In recognition of his contributions to education and culture, Krishna Rao led the state's delegation to the World Hindi Conference in 1975 and participated in the 1976 conference in Mauritius. He was also involved in relief efforts following the devastating 1977 Andhra Pradesh cyclone and was honoured with the Prabhakarji Memorial Award for his social work.

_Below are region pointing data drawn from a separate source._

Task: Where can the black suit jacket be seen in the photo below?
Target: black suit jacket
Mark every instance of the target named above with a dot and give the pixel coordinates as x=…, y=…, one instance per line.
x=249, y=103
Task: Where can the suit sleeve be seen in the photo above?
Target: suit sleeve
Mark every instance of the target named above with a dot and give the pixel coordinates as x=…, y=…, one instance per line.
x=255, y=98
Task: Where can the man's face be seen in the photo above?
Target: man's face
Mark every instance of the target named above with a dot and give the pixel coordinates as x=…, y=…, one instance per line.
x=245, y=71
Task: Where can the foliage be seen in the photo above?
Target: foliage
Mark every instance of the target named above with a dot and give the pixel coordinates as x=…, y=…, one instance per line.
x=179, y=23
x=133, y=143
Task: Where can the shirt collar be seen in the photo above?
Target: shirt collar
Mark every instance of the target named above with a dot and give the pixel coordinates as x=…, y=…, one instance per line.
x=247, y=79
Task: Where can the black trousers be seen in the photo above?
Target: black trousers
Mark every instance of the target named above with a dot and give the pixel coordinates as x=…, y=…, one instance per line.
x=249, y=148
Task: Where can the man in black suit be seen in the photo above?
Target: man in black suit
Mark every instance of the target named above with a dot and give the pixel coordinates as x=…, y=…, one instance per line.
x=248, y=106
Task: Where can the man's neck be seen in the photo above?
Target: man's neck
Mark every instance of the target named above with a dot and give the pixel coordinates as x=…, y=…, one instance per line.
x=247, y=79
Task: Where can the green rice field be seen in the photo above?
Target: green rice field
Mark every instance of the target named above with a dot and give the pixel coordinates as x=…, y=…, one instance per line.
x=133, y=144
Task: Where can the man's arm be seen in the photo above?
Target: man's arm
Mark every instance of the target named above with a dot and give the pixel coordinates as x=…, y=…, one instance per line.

Rao later served in Kotla Vijaya Bhaskara Reddy's cabinet as Minister for Co-operation in 1982. He received several honours, including the title "Telugu Data" from the Malaysia Andhra Sangham in 1983 and "Telugu Velugu" from the Madras Telugu Cultural Academy in 1985.

==Later years and death==
Mandali Venkata Krishna Rao remained active in public life until his death on 27 September 1997. He continued to promote Telugu culture and language throughout his career.

==Legacy==
Several institutions and landmarks have been named in his honour, including the Mandali Venkata Krishna Rao Bridge over the Krishna River, opened in 2006, and the Mandali Venkata Krishna Rao Fisheries Polytechnic, established in 2007 to support the aquaculture industry. The Mandali Venkata Krishna Rao International Telugu Centre at Potti Sreeramulu Telugu University continues to promote Telugu literature and culture globally.

==Family==
Rao was married to Prabhavathi Devi, and the couple had two sons and two daughters. His son, Mandali Buddha Prasad, is a former minister in Andhra Pradesh.